Compared to the conventional physiotherapy we are accustomed to, AI physiotherapy offers numerous advantages. This is particularly true for individuals with long-term pain or injuries that necessitate regular home exercise following a recommended home exercise regimen in addition to frequent medical interventions. In these situations, AI physical therapy can assist shorten treatment durations, improve the precision and coherence of treatment regimens, and ensure that human error never occur again.

AI-guided at-home workouts can offer therapy that is comparable to, or superior to, having a physical therapist come to your house and demonstrate the proper movements. Exercises from musculoskeletal physical therapy are essential for MSK healing and rehabilitation. As a result, real-time feedback and remedial coaching improves the patient’s and therapist’s adherence to online physiotherapy exercises and significantly boosts the effectiveness of remote physical treatment.
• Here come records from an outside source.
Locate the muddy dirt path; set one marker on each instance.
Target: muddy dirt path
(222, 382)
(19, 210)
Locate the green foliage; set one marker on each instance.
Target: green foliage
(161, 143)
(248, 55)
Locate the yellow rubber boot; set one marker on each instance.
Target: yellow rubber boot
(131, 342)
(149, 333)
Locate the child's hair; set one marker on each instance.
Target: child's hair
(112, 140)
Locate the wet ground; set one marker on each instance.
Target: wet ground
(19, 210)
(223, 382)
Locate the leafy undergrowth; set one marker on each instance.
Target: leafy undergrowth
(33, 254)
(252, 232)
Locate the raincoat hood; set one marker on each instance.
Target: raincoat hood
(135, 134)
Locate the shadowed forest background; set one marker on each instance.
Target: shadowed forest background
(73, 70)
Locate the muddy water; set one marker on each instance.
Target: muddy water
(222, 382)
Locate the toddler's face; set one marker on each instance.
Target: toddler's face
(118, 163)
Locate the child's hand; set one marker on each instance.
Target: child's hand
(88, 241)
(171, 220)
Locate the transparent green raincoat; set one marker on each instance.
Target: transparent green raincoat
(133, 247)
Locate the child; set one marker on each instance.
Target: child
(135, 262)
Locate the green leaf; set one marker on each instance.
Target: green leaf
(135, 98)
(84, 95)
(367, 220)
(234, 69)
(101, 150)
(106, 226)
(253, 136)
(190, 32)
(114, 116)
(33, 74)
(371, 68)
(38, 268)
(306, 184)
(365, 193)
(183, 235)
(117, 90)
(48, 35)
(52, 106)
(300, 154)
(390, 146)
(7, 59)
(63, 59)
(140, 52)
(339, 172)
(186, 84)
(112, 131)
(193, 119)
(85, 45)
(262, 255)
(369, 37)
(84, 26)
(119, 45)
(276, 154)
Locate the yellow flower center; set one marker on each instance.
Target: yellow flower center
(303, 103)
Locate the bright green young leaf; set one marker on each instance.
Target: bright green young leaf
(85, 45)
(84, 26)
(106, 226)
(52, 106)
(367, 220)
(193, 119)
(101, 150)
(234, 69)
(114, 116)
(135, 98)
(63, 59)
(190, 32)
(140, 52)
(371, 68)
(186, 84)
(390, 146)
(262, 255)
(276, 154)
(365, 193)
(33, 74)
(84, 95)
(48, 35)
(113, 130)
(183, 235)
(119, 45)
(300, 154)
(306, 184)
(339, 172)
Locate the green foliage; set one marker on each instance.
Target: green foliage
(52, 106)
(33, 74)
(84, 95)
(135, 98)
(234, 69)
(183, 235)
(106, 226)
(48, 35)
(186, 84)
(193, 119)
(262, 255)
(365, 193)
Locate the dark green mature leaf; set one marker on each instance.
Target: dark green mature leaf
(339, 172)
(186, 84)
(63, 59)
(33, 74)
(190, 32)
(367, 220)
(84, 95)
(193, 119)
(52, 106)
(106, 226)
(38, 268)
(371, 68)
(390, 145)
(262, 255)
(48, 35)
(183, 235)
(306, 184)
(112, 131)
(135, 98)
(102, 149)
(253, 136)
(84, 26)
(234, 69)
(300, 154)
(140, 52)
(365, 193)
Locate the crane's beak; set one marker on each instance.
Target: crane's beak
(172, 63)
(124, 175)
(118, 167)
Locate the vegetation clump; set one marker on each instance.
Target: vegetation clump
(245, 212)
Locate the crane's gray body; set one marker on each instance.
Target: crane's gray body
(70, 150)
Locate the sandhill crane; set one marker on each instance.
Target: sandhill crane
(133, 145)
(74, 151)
AI physiotherapy can be utilised as a preventative measure for injuries or as a support during recovery because it is available around-the clock. Patients find it easier to maintain their workout regimen whenever they have time because it is essentially a 24/7 on-demand service. Appointments can be arranged flexibly since therapy is modified in response to patient progress, which is tracked via remote technology. Patients who struggle to make appointments won’t ever feel as though they are skipping out on treatment.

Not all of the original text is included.